The event was supposed to be a "small gathering," but it is now expected to pack in about 400 attendees in the East Room amid the coronavirus pandemic, according to The Times. The party will be held after Trump, his wife, youngest son and numerous other allies and attendees tested positive for COVID-19 following a White House event to announce Supreme Court Justice Amy Coney Barrett's nomination earlier this fall. Washington recorded its highest number of new cases since June over the weekend.
Biden, meanwhile, plans to spend election night in his hometown of Wilmington, Del., according to his campaign.
The planned White House event raised concerns about safety.
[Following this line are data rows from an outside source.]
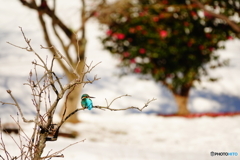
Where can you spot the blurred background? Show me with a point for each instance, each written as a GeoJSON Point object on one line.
{"type": "Point", "coordinates": [183, 55]}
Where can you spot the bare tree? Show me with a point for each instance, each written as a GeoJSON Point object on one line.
{"type": "Point", "coordinates": [70, 40]}
{"type": "Point", "coordinates": [47, 90]}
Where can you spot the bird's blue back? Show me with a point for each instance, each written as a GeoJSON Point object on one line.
{"type": "Point", "coordinates": [86, 102]}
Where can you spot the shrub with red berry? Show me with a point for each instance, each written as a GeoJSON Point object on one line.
{"type": "Point", "coordinates": [170, 40]}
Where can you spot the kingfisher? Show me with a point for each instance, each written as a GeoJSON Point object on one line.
{"type": "Point", "coordinates": [86, 101]}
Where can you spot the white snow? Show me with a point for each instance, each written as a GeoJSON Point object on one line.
{"type": "Point", "coordinates": [126, 135]}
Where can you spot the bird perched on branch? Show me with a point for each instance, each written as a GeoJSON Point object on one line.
{"type": "Point", "coordinates": [86, 101]}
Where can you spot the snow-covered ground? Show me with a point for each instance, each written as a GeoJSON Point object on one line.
{"type": "Point", "coordinates": [124, 135]}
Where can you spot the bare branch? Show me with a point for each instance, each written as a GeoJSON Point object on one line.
{"type": "Point", "coordinates": [18, 107]}
{"type": "Point", "coordinates": [108, 107]}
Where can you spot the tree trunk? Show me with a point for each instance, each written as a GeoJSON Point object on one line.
{"type": "Point", "coordinates": [72, 105]}
{"type": "Point", "coordinates": [73, 98]}
{"type": "Point", "coordinates": [182, 104]}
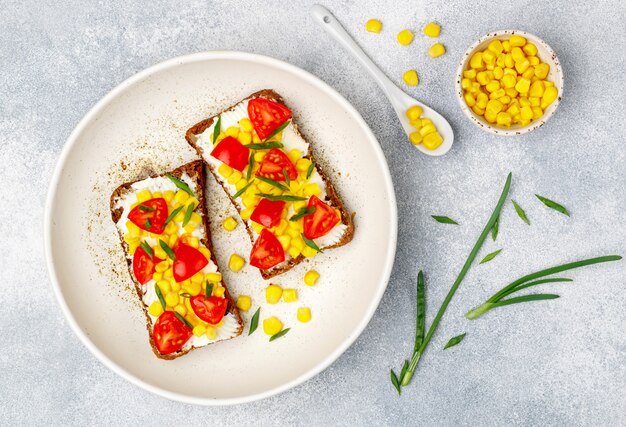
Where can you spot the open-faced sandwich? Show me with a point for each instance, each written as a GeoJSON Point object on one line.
{"type": "Point", "coordinates": [267, 168]}
{"type": "Point", "coordinates": [162, 222]}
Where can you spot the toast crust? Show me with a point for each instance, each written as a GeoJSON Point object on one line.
{"type": "Point", "coordinates": [331, 194]}
{"type": "Point", "coordinates": [195, 170]}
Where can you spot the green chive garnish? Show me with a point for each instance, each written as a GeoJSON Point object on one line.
{"type": "Point", "coordinates": [180, 184]}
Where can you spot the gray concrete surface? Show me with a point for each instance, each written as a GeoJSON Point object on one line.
{"type": "Point", "coordinates": [561, 362]}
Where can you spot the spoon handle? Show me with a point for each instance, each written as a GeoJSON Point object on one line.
{"type": "Point", "coordinates": [335, 29]}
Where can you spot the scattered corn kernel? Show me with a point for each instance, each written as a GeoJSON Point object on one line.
{"type": "Point", "coordinates": [272, 326]}
{"type": "Point", "coordinates": [244, 302]}
{"type": "Point", "coordinates": [436, 50]}
{"type": "Point", "coordinates": [273, 293]}
{"type": "Point", "coordinates": [236, 263]}
{"type": "Point", "coordinates": [374, 26]}
{"type": "Point", "coordinates": [410, 78]}
{"type": "Point", "coordinates": [290, 295]}
{"type": "Point", "coordinates": [311, 277]}
{"type": "Point", "coordinates": [405, 37]}
{"type": "Point", "coordinates": [304, 314]}
{"type": "Point", "coordinates": [432, 29]}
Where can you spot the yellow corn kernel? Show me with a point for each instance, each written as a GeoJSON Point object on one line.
{"type": "Point", "coordinates": [309, 252]}
{"type": "Point", "coordinates": [410, 78]}
{"type": "Point", "coordinates": [199, 330]}
{"type": "Point", "coordinates": [526, 112]}
{"type": "Point", "coordinates": [181, 309]}
{"type": "Point", "coordinates": [290, 295]}
{"type": "Point", "coordinates": [246, 214]}
{"type": "Point", "coordinates": [273, 293]}
{"type": "Point", "coordinates": [234, 177]}
{"type": "Point", "coordinates": [503, 119]}
{"type": "Point", "coordinates": [549, 95]}
{"type": "Point", "coordinates": [211, 332]}
{"type": "Point", "coordinates": [229, 224]}
{"type": "Point", "coordinates": [470, 74]}
{"type": "Point", "coordinates": [374, 26]}
{"type": "Point", "coordinates": [168, 195]}
{"type": "Point", "coordinates": [432, 29]}
{"type": "Point", "coordinates": [245, 138]}
{"type": "Point", "coordinates": [517, 40]}
{"type": "Point", "coordinates": [476, 61]}
{"type": "Point", "coordinates": [285, 241]}
{"type": "Point", "coordinates": [143, 195]}
{"type": "Point", "coordinates": [304, 314]}
{"type": "Point", "coordinates": [436, 50]}
{"type": "Point", "coordinates": [310, 278]}
{"type": "Point", "coordinates": [294, 252]}
{"type": "Point", "coordinates": [244, 302]}
{"type": "Point", "coordinates": [416, 137]}
{"type": "Point", "coordinates": [232, 131]}
{"type": "Point", "coordinates": [312, 189]}
{"type": "Point", "coordinates": [272, 326]}
{"type": "Point", "coordinates": [496, 47]}
{"type": "Point", "coordinates": [405, 37]}
{"type": "Point", "coordinates": [236, 263]}
{"type": "Point", "coordinates": [225, 170]}
{"type": "Point", "coordinates": [523, 85]}
{"type": "Point", "coordinates": [493, 107]}
{"type": "Point", "coordinates": [246, 124]}
{"type": "Point", "coordinates": [489, 57]}
{"type": "Point", "coordinates": [432, 140]}
{"type": "Point", "coordinates": [171, 299]}
{"type": "Point", "coordinates": [155, 309]}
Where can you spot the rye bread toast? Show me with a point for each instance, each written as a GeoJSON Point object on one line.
{"type": "Point", "coordinates": [332, 198]}
{"type": "Point", "coordinates": [195, 171]}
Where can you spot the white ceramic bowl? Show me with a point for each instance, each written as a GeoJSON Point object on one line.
{"type": "Point", "coordinates": [545, 53]}
{"type": "Point", "coordinates": [138, 128]}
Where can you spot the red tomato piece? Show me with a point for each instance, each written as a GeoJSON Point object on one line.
{"type": "Point", "coordinates": [232, 152]}
{"type": "Point", "coordinates": [170, 334]}
{"type": "Point", "coordinates": [267, 251]}
{"type": "Point", "coordinates": [266, 116]}
{"type": "Point", "coordinates": [188, 262]}
{"type": "Point", "coordinates": [210, 309]}
{"type": "Point", "coordinates": [150, 215]}
{"type": "Point", "coordinates": [268, 213]}
{"type": "Point", "coordinates": [143, 266]}
{"type": "Point", "coordinates": [321, 221]}
{"type": "Point", "coordinates": [273, 164]}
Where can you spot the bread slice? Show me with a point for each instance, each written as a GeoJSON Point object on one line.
{"type": "Point", "coordinates": [122, 201]}
{"type": "Point", "coordinates": [199, 137]}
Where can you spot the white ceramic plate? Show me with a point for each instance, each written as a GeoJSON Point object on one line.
{"type": "Point", "coordinates": [138, 129]}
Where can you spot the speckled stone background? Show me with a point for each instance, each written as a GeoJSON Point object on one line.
{"type": "Point", "coordinates": [560, 362]}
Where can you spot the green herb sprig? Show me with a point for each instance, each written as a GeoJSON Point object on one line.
{"type": "Point", "coordinates": [497, 300]}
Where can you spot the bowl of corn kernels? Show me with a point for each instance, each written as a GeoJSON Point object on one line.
{"type": "Point", "coordinates": [509, 82]}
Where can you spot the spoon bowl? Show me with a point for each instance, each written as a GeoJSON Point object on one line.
{"type": "Point", "coordinates": [396, 96]}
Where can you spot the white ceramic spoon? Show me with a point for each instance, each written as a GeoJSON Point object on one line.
{"type": "Point", "coordinates": [399, 100]}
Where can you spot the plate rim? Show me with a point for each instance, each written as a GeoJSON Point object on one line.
{"type": "Point", "coordinates": [99, 107]}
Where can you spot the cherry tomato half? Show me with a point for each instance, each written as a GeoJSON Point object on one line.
{"type": "Point", "coordinates": [150, 215]}
{"type": "Point", "coordinates": [273, 164]}
{"type": "Point", "coordinates": [188, 262]}
{"type": "Point", "coordinates": [268, 213]}
{"type": "Point", "coordinates": [210, 309]}
{"type": "Point", "coordinates": [266, 116]}
{"type": "Point", "coordinates": [170, 334]}
{"type": "Point", "coordinates": [267, 251]}
{"type": "Point", "coordinates": [321, 221]}
{"type": "Point", "coordinates": [232, 152]}
{"type": "Point", "coordinates": [143, 266]}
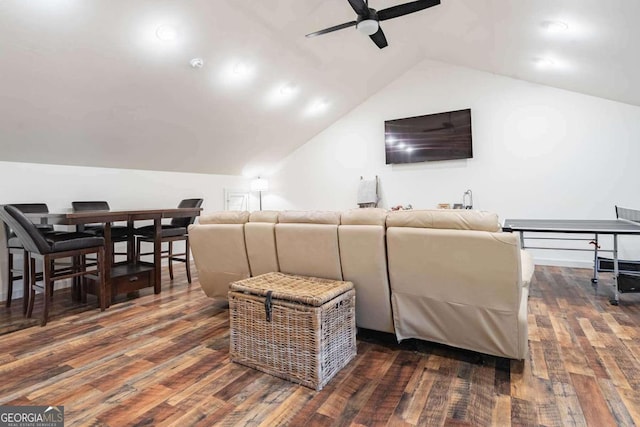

A recent Stanford University study estimated that at least 30,000 infections and 700 deaths had been linked to rallies Trump held between June and September.
Dr. Anthony Fauci, the director of the National Institute of Allergy and Infectious Diseases, warned over the weekend that indoor gatherings could result in large infection spikes during the fall and winter.
"We're in for a whole lot of hurt. It's not a good situation," he told The Washington Post, adding that the country "could not possibly be positioned more poorly."
Trump, during a rally in Florida on Sunday, suggested he may fire Fauci, who has served as the nation's top infectious disease expert since 1984, after the election. Under federal law, Trump does not have the power to directly fire Fauci. The president could order political appointees to dismiss him, though Fauci could appeal such a move.
"Don't tell anybody, but let me wait until a little bit after the election," Trump told a mostly maskless crowd. "I appreciate the advice."
"One candidate has said he will make Fauci his top medical advisor on the pandemic. The other says he intends to fire him," Ron Klain, the former Obama administration Ebola response czar who is rumored to be Joe Biden's chief of staff pick if Democrats win the election, wrote. "You decide which is the best path to protect your family, and get our country going again."